Funny, Bonn doesn't exactly look as if it is about to be "de-capitalized" in favor of Berlin. How ironic that this should happen just as Bonn is coming into its own as a capital.

In June 1991 the Bundestag decided to move the government to Berlin as part of reunification. Restoring Berlin as the capital was long the stated goal, but when the opportunity finally came, it was more complicated than expected.

It was a close vote, 337-320. The people of Bonn greeted the decision with stunned silence. Those on the winning side took care not to seem too victorious.

If divided Berlin was the cold war's hometown, and as Chancellor Helmut Kohl put it, "the focus of Germany's division and of yearning for German unity," it was also a reminder of two tragic wars in this century.

A government pullout would also mean great economic dislocation for Bonn, to say nothing of the costs of rebuilding Berlin at a time when the German government - wherever based - must deal with integrating eastern Germany fully into the Federal Republic. Without government as a main industry, Bonn stands to lose 100,000 jobs, and would return, if that were possible, to being a pleasant university town, with attractive baroque architecture, some ruined Rhine castles, and the distinction of having been Bee thoven's birthplace.

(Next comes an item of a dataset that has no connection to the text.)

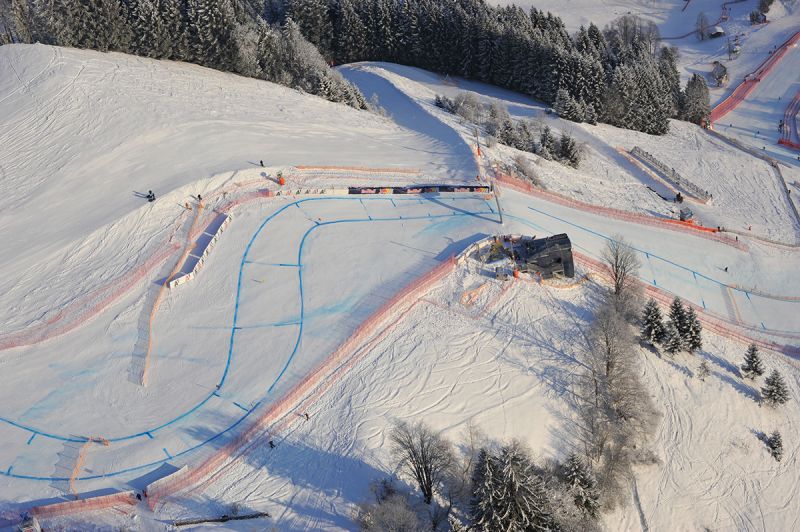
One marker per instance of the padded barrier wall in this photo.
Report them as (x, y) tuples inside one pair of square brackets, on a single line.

Bonn is full of government officials in no hurry to decamp to Berlin. They like their little houses on the edge of the woods in Bonn; how could they reproduce that in Berlin, a big city where you can spend an hour getting from one side to another? they ask.

Nor is the prospect of moving into a former East German ministry particularly enticing: Such buildings are likely to be too cramped, to be left over from the Hitler period, or to look like former headquarters for the Ministry of Central Planning for Ugly Socialist Buildings.

"We are taxpayers. We don't need a move to Berlin," say the little stickers on lampposts and cars all over Bonn.

In Berlin, naturally, things look a little different: "A decision has been taken. You've got to be consistent and follow through on it," one hears. And many Berliners are proud of the prospect of becoming, as a result of all the new development anticipated, the "biggest construction site in Europe," as one headline exulted the other day.

But it's not all a bowl of cherries. One gathers from the officials in charge of traffic flow that they wish the federal government weren't looking to settle right in the middle of town, at the Brandenburg Gate. And there's a particularly chic cafe threatened with removal to make room for the federal president's residence. Officials seem receptive to public concern; in a popular vote, the cafe might win out over the president.

Parkinson's Law would suggest that even if the move to Berlin is carried out, the bureaucrats expected to be left behind in Bonn will not diminish in number. Meanwhile, at the Cologne-Bonn airport (yes, Bonn shares an airport) they are planning, or at least hoping, for a quintupling of passenger traffic by the year 2010.

"Bonn ist ein SPD Kuhdorf!!" was a graffito I remember from my student days there a few years back: Bonn is a Social Democratic cow village. Cows still graze on the east bank of the Rhine, just minutes from the Bundestag, although their political allegiances may have changed after 10 years of conservative government - or maybe not. In any case, the modesty and the human scale of Bonn as capital have been admirable. Let's hope that isn't lost, however the transition to Berlin turns out.